With all of this information coming to the forefront thanks to studies like McKee’s, it’s now more important than ever for schools and after-school sports programs in Florida to have strict safety standards in place. “It is now mandatory for all athletes participating in sports for the Florida High School Athletic Association to take an online concussion course, and they also receive a baseline test,” says Cannon. “[It] measures reaction time, memory capacity, speed of mental processing and executive functioning of the brain. At the YMCA of Florida’s First Coast, all coaches take yearly CDC concussion training online.

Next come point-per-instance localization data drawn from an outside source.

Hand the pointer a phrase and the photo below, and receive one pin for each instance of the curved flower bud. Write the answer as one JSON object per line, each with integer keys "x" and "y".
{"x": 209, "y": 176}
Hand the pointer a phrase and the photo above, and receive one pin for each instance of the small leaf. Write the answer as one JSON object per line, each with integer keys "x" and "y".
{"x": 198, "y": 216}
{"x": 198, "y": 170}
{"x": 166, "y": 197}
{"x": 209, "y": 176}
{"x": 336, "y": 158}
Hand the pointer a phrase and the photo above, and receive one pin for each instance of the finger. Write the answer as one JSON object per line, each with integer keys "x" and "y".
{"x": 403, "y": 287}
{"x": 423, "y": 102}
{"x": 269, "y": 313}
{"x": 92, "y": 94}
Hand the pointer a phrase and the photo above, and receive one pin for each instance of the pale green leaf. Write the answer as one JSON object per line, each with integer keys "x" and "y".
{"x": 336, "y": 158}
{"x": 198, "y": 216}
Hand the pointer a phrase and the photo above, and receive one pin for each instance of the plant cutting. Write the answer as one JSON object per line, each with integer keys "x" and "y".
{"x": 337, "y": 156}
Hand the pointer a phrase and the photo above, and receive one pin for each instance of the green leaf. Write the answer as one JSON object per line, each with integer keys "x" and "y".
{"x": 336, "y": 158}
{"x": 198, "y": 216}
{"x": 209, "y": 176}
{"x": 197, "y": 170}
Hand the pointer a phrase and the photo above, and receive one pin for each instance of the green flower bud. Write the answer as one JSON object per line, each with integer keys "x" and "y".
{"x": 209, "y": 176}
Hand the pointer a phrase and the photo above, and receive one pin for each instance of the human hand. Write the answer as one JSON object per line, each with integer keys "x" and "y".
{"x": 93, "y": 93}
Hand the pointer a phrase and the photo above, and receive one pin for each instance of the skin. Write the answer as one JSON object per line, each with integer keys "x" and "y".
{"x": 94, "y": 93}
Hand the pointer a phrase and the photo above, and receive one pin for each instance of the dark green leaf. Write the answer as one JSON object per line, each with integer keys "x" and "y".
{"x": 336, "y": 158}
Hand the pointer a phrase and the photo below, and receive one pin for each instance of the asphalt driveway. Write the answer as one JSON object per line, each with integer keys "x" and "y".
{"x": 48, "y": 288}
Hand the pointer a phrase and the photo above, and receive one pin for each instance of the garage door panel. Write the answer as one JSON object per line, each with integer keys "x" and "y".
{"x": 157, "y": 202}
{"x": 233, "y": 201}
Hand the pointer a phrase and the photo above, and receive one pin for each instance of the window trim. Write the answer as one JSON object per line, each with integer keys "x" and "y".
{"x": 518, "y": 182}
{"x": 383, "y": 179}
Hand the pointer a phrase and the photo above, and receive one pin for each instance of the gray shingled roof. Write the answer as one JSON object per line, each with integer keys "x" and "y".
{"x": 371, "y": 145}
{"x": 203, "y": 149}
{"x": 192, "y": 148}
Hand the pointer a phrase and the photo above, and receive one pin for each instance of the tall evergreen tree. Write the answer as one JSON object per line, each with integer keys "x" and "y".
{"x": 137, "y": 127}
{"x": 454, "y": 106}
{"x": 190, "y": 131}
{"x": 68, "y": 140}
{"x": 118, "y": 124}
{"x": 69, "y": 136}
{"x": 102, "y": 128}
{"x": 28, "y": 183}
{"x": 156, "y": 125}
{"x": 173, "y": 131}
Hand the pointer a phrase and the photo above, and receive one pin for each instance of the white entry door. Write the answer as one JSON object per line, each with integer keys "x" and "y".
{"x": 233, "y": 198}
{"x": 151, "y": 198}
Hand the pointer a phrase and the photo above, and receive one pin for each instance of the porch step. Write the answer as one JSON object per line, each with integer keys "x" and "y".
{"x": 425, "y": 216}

We also discuss ways to prevent and look for concussion symptoms at each coach meeting before the season begins. And according to the National Federation of State High Schools, any player who shows signs, symptoms or behaviors associated with a concussion must be removed from the game and shall not return to play until cleared by an appropriate healthcare professional.”
The AANS further suggests that youth coaches should also provide their players with adequate preconditioning and strengthening of the head and neck muscles, ensure that protective equipment is properly fitted, and teach and enforce proper safety techniques and game rules in order to prevent injuries during games.
Parents, of course, also play a primary role in TBI prevention. “If any sport requires your child to wear protective sports equipment, like a helmet or pads, be sure that your child wears it,” says Bakerywala. “But at the same time, make sure your child is aware that wearing the equipment doesn’t mean they can’t get a concussion.”
If your child sustains an injury despite your best efforts to protect him or her, keep an eye out for the telltale signs of a TBI, and seek immediate medical attention if they exhibit any. Our culture might say that athletes should be tough and shake things off, but serious sports injuries, like TBIs, require rest and medical attention—and more time on the field could only make matters worse.
Bakerywala’s final message to parents: “There is so much information that is accessible and that parents should be aware of. Go online, read about it. Educate your child, and talk to the coach. You know your child best, and if you feel like your child is not behaving like he normally does, step up. Take your child to a pediatrician or specialist to see if everything is okay. There are choices available to you.”